Irish multi-instrumentalist Abbacaxi has served a long and proper musical apprenticeship. Now he is stepping out on his own. He has a fresh and heartfelt sound that brings positive vibrations and good times. It draws on his love of jazz, funk and proper songwriting, harks back to a time when dance music was made by real musicians, but comes with very modern dynamics.
Playing instruments was one of the few things that a young, Dublin-based Thomas Garnett was interested in outside of school. He started on drums, and soon joined all sorts of teenage bands.
The energy of rock rhythms captivated him at first, but it was the beauty of melody that eventually turned his ear. After studying Music Technology in York, he had three hard partying years in Berlin. Rather than raw techno clubs, though, he was most at home in the warm and cosy house clubs.

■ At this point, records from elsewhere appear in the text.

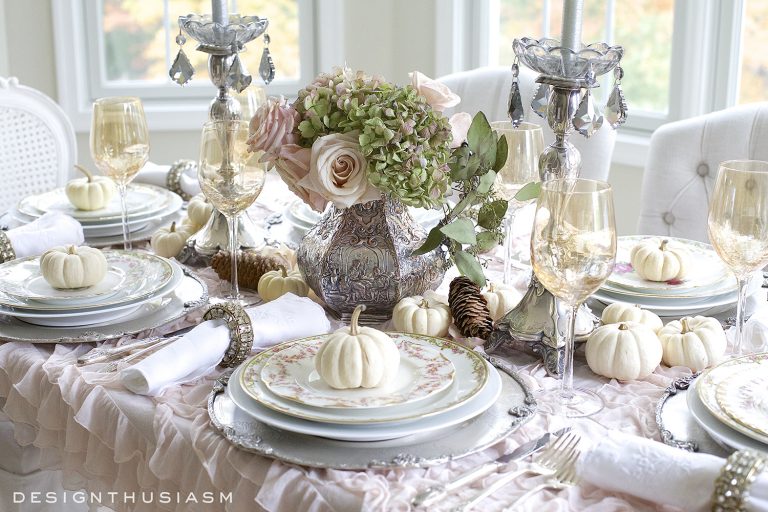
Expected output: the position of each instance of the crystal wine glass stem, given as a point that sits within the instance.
(122, 189)
(233, 246)
(738, 346)
(566, 384)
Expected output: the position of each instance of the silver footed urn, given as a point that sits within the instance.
(363, 255)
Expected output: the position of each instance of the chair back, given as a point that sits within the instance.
(487, 90)
(37, 143)
(682, 166)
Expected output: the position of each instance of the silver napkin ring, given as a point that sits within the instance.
(6, 249)
(240, 331)
(173, 178)
(735, 478)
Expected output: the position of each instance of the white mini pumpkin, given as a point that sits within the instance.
(168, 242)
(276, 283)
(695, 342)
(625, 351)
(500, 299)
(421, 316)
(199, 210)
(69, 267)
(354, 357)
(91, 192)
(658, 261)
(622, 312)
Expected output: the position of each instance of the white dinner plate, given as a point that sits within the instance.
(706, 268)
(470, 378)
(474, 407)
(719, 431)
(290, 373)
(145, 274)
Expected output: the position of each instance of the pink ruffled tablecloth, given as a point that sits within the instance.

Still not ready to take up music full time, he spent those years in Berlin doing deliveries on his bike. "They were really important times," he says, "because I had the opportunity to listen to hours of live house mixes whilst working. I was always fascinated by the way tracks transitioned together and the new sounds those segues produced."

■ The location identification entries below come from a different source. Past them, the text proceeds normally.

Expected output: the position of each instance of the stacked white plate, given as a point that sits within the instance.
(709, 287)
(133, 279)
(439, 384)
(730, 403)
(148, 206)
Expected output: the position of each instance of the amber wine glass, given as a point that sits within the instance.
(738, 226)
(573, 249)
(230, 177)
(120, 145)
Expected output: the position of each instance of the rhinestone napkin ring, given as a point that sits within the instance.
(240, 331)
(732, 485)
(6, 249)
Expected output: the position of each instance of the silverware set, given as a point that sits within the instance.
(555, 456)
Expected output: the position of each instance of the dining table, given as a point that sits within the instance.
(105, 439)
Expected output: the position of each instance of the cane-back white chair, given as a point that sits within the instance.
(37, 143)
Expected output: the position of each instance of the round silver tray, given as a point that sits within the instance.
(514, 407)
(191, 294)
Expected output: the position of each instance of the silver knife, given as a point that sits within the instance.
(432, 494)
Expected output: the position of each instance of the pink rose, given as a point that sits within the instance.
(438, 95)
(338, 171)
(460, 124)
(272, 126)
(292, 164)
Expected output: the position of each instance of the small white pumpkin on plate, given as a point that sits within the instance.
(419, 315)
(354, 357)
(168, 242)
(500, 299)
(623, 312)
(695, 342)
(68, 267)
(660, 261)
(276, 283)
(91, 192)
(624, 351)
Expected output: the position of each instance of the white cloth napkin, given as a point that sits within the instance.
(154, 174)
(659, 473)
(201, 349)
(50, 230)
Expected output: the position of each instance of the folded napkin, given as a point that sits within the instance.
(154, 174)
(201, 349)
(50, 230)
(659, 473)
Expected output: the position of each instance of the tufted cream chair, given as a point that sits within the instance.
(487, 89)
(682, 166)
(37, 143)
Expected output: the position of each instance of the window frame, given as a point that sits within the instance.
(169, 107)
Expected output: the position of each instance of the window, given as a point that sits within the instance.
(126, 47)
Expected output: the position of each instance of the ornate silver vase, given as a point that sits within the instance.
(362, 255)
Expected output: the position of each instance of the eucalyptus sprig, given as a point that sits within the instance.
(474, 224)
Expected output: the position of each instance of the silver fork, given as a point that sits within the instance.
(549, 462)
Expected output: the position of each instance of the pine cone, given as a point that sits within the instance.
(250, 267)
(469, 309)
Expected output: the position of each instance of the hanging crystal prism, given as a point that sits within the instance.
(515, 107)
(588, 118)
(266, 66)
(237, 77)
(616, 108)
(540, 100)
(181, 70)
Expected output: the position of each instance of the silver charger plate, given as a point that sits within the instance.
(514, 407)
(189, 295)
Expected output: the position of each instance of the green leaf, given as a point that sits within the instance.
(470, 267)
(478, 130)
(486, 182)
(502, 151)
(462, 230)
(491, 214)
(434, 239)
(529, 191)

After that, he spent a couple of months busking in Spain and Portugal, living purely off the proceeds. He picked up how to play bossa nova rhythms so quickly and effectively that he often had Brazilian tourists coming up to him and talking in Portuguese. His music was so authentic that they mistakenly thought he too was from the land of bossa.
When he returned home, he embraced a career in music and spent a couple of years as a session vocalist, guitarist and drummer. As well as holding down a weekly residency in a bar singing classics by Amy Winehouse and Marvin Gaye, he played hundreds of gigs with some of Ireland's biggest bands including The Waterboys, Fehdah, The Hit Machine Drummers and Kodaline, as well as sharing the stage with the likes of Thundercat, Yusef Kamal and Tank and The Bangas.
Now performing on his own, an Abbacaxi live show takes you on a trip with plenty of emotional peaks and troughs. Playing instruments and synths, looping from a library of his own sounds and singing, he goes from trip-hop to house. Hands-in-the-air moments to singalongs and back again, all with the sort of melodies and top-lines you don't soon forget. "I find it fun to make my guitar sound like a synth," he says. "I express myself more comfortably on the guitar, but love the deep and watery sounds of synthesizers.”
That sense of musicianship defines the new music that Thomas has coming on the Lost Decay label. After national airplay of well-received singles 'Got To Hold On' and 'Used To Keep Me Warm', EP1 will be his first full release. The five tracks show he has already honed in on a unique and accomplished sound that draws on a broad range of styles.
There are floaty-light summer grooves with airy drumming and heavenly vocals. Bubbling deep house rhythms are stuffed with organic sounds, and funky bass riffs make for steamy late-night grooves. They are songs rather than tracks, and are all infused with love, warmth and balmy synths. The subtle but seductive vocals add to the classy good-time feelings. They are the sort of tunes you want to hear on a compact summer festival stage surrounded by greenery, on a beach in Croatia, or a cosy basement club amongst happy smiling faces.
Abbacaxi is an intentional misspelling of the Portuguese word for pineapple. With that fruit's sweet and juicy associations, and the extra 'b' a subtle nod to Abba's sing-song disco sounds, you have a big hint at what to expect from Thomas's music. Though his fun, effervescent character is reflected in his music, he is just as able to break your heart with his melancholic acoustic guitar and neo-soul vocals. Musicians as versatile as Abbacaxi don't come along too often, so strap in and enjoy the ride.